El reconocimiento y garantía de derechos fundamentales y libertades públicas, como la de expresión, reunión o asociación, inexistentes o severamente restringidas durante el franquismo, adquirieron una protección normativa plenamente homologable al marco europeo y, supone una de las aportaciones más significativas del texto constitucional, además de la base material de dicho marco de convivencia.
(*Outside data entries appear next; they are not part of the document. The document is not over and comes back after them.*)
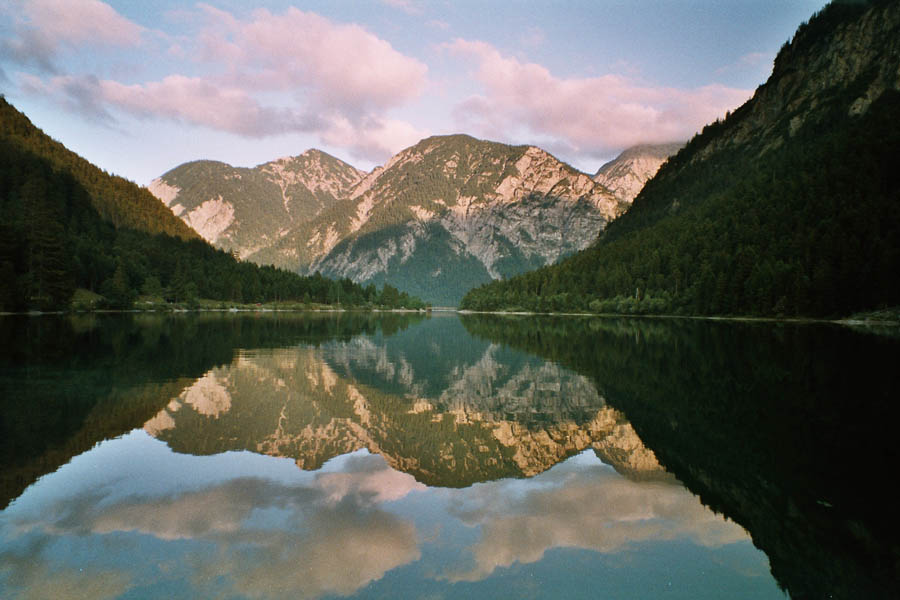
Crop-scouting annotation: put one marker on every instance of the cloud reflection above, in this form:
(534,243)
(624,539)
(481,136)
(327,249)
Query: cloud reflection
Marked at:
(599,510)
(327,535)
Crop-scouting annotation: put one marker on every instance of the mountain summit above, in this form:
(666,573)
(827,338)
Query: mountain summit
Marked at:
(789,206)
(440,217)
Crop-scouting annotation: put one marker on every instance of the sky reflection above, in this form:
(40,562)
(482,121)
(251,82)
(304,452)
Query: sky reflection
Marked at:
(133,518)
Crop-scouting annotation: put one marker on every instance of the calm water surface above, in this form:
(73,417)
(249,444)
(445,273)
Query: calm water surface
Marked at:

La Constitución emerge como texto consensuado entre fuerzas políticas ideológicamente diversas, lo que se tradujo en la configuración de un sistema democrático estable y de convivencia ante una España plural y diversa que, cumple 47 años de plena vigencia. Más concretamente, en un Estado social y democrático de Derecho, basado en la soberanía popular, separación de poderes y protección de las libertades públicas.
A mi juicio, el Estado de Derecho no se encuentra en riesgo inmediato de desaparición, pero sí exige nuestra máxima atención ante signos evidentes de erosión progresiva: la excesiva polarización política, el prolongado bloqueo institucional de órganos como el Consejo General del Poder Judicial, la creciente percepción la politización de la justicia o los conflictos territoriales que tensan la cohesión. Todos estos factores contribuyen a que se perciba la fragilidad del sistema y podrían minar la estabilidad del marco constitucional, si no se adoptan medidas orientadas al consenso, despolitización institucional y refuerzo de la cultura democrática
La Constitución, no es solo un texto jurídico. Es símbolo de responsabilidad, ética y altura política y, un ejemplo histórico de que el diálogo, la negociación y el respeto mutuo pueden producir consensos duraderos y estables.
Hoy más que nunca resulta imprescindible reconocer que su aprobación contribuyó a dignificar la política entendida como noble instrumento al servicio de la sociedad, siendo preciso, recuperar el espíritu de concordia y respeto institucional en que se inspiró, para poder construir entre todos una sociedad mejor.